Pemahaman profil pemilih atau calon pemilih di suatu wilayah menjadi sebuah keharusan bagi
parpol untuk bisa sukses. Pesan-pesan politik yang diangkat di satu wilayah harus disesuaikan
dengan situasi dan kondisi wilayah tersebut yang bisa jadi berbeda dengan pesan yang diangkat
di wilayah yang lain.

Banyak hal yang dapat mendukung kesuksesan kampanye politik di Indonesia, diantaranya
adalah popularitas dari seorang kandidat seperti artis yang terbukti cukup efektif sebagai
pendongkrak suara. Umumnya parpol besar di Indonesia sudah memanfaatkan pula jasa
konsultan political marketing untuk membantu dalam meramu pesan yang akan diangkat untuk
setiap segmen pemilih yang dibidik serta memilih media komunikasi yang sesuai. Bahkan
pilihan warna yang digunakan dalam kampanye juga menentukan kesuksesan. Advertising
melalui media televisi dapat menjadi alat yang sangat efektif untuk meningkatkan popularitas
kandidat maupun parpol walaupun diragukan apakah dapat efektif pula mendongkrak tingkat
elektabilitas seorang kandidat atau parpol tersebut. Tingkat pendidikan masyarakat harus
diperhatikan, karena masyarakat berpendidikan tinggi mungkin cenderung merasa muak jika
dibombardir dengan pesanpesan yang sifatnya menonjolkan kandidat atau parpol. Black
campaign juga dinilai kurang efektif untuk Indonesia.

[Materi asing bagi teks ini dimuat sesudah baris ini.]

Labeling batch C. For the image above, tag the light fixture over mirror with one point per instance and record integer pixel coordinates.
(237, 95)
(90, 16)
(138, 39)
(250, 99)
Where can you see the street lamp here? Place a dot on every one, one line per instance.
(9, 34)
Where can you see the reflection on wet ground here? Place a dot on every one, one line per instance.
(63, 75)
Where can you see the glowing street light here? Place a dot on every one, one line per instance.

Salah satu cara yang sering dipakai adalah soft campaign melalui aksiaksi sosial seperti
perbaikan sekolah, layanan kesehatan, pembangunan tempat ibadah maupun infrastruktur
masyarakat. Menurut pengalaman selama ini, cara soft campaign tersebut terbukti paling ampuh
dan efektif. Memang diakui banyak parpol yang sifatnya jor-joran untuk meraih suara dalam
waktu singkat, namun untuk keberlangsungan sebuah parpol dalam jangka panjang, kontinuitas
dalam pemasaran menjadi sebuah keharusan. Memang semua aktivitas ini memerlukan biaya
yang tidak sedikit, untuk itu bagi parpol yang keuangannya tidak terlalu kuat akan memilih jalan
pemasaran secara gradual dengan cara mempertahankan basis pemilih yang sudah diperoleh
melalui aksi-aksi nyata mewujudkan program-program yang diangkat saat kampanye
sebelumnya dengan harapan pemilih atau simpatisan baru akan dapat direkrut seiring semakin
kuatnya track record parpol dalam mewujudkan program-programnya (Miriam Budiarjo, 1977).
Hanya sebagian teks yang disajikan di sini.